Governor of Shaanxi
- In office 1725–1726
- Preceded by: Shi Wenzhuo
- Succeeded by: Famin

Personal details
- Born: 1667
- Died: 1741 (aged 73–74)
- Occupation: official, diplomat

= Tulišen =

Tulišen (also spelled Tulishen or Tulixen, Manchu: , 圖理珅 (Túlǐshēn); sometimes 圖麗琛; 1667–1741) was a Manchu official and diplomat during the early Qing dynasty.

Tulišen was a member of the Manchu Plain Yellow Banner in the Eight Banners and belonged to the Ayan Gioro clan (阿顔覺羅氏). In 1712, after having served in several minor positions in the Qing government, the Kangxi Emperor appointed him to the Qing embassy to Ayuka Khan (r. 1673-1724) of the Torghuts, who had migrated to the lower Volga River, where they had formed the Kalmyk Khanate under Peter I of the Russian Empire. The whole journey through Russia's Siberian territories took three years and Tulišen later recorded the journey in a famous travelogue (Narrative of the Chinese Embassy to the Khan of the Tourgouth Tartars), which was published in 1723. This fascinated many readers in Europe, and later appeared in English, German, Russian and French translations.

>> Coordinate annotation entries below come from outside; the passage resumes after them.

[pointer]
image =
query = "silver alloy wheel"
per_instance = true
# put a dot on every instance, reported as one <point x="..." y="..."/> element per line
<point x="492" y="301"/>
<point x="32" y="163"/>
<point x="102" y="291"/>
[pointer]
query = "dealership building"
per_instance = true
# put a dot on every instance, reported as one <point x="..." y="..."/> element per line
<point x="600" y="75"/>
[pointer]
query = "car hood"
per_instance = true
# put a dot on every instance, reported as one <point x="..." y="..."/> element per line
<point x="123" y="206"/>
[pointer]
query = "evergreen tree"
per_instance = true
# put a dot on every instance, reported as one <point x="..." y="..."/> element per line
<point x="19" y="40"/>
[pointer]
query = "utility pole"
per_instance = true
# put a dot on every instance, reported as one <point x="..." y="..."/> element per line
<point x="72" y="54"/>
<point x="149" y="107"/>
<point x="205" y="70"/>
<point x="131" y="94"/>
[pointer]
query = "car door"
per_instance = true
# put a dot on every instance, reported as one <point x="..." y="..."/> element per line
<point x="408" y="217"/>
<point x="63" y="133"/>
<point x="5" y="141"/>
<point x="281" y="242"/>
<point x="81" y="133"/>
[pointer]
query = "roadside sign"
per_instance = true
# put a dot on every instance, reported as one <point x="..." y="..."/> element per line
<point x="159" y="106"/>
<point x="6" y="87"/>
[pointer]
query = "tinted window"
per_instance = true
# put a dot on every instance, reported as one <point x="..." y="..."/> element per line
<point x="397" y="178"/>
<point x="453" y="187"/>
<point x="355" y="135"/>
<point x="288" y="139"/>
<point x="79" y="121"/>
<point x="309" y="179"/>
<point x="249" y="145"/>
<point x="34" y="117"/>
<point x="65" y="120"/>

In 1720 he dealt with the Izmailov mission to Peking. In 1727, Tulišen served as head of the Qing delegation when the Treaty of Kyakhta was negotiated with the Russian representative Savva Lukich Vladislavovich-Raguzinsky. However, upon his return to the capital Beijing, he was accused of misconduct during the treaty negotiations as well as having betrayed military secrets earlier in his career. He was tried and sentenced to death in 1728, but the Yongzheng Emperor eventually pardoned him. Following the enthronement of the Qianlong Emperor in 1735, Tulišen was given a number of important positions in the government, but was later forced to retire because of failing health.